FTR reported that the current SCI reading of -11.4 reflects tightening capacity and accelerating transport costs in the form of increasing rates and diesel prices. The firm bases the SCI on “all market influences that affect shippers,” with a reading of zero reflecting a solid environment and anything below zero an unfavorable environment.
Among the things representing an unfavorable environment for shippers are the impact of tighter capacity, with base rates for major modes—and their respective fuel surcharges—on the rise, and with fuel surcharge relief possible later in the year, FTR maintains base rates are expected to continue to increase.
“This is the worst SCI reading of this cycle,” said Larry Gross, FTR senior consultant. “We are anticipating that going forward over a period of time that it is going to stabilize…at a negative level. It is some comfort to the shipper, but we are not anticipating any improvement.

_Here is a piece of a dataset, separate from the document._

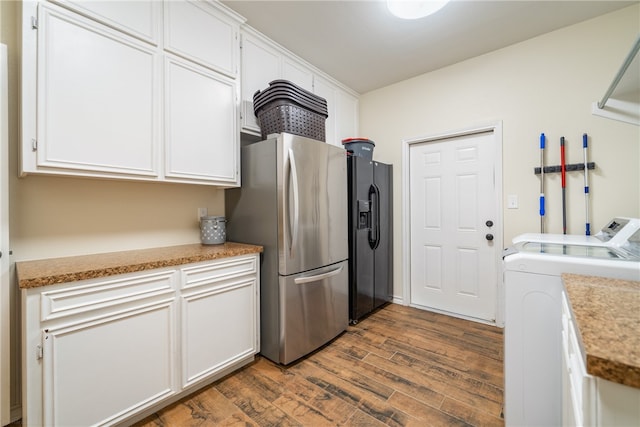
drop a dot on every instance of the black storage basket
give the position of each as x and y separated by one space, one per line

So much of this depends on what is going with the government and the Federal Motor Carrier Safety Administration, regarding Hours-of-Service revisions and can create a source of uncertainty.”
FTR also recently reported that its Truckers Conditions Index increased to 13.30 in March, up from February’s 9.92, due in large part to carriers getting higher rates as capacity remains tight. An index reading above zero represents an adequate trucking environment, said FTR, with a reading above 10 pointing to a good range for carriers in terms of volume, prices, and margin.
This index, said FTR, as seen consistent growth since October 2010.
FTR President Eric Starks said in a statement that during the first months of 2011, the fundamentals of the balance between the supply and demand for truck transport was obscured by the normal seasonal weakness in demand. He added that demand is expected to hold up, due to continuing strength in the manufacturing sector at a time when GDP growth is waning.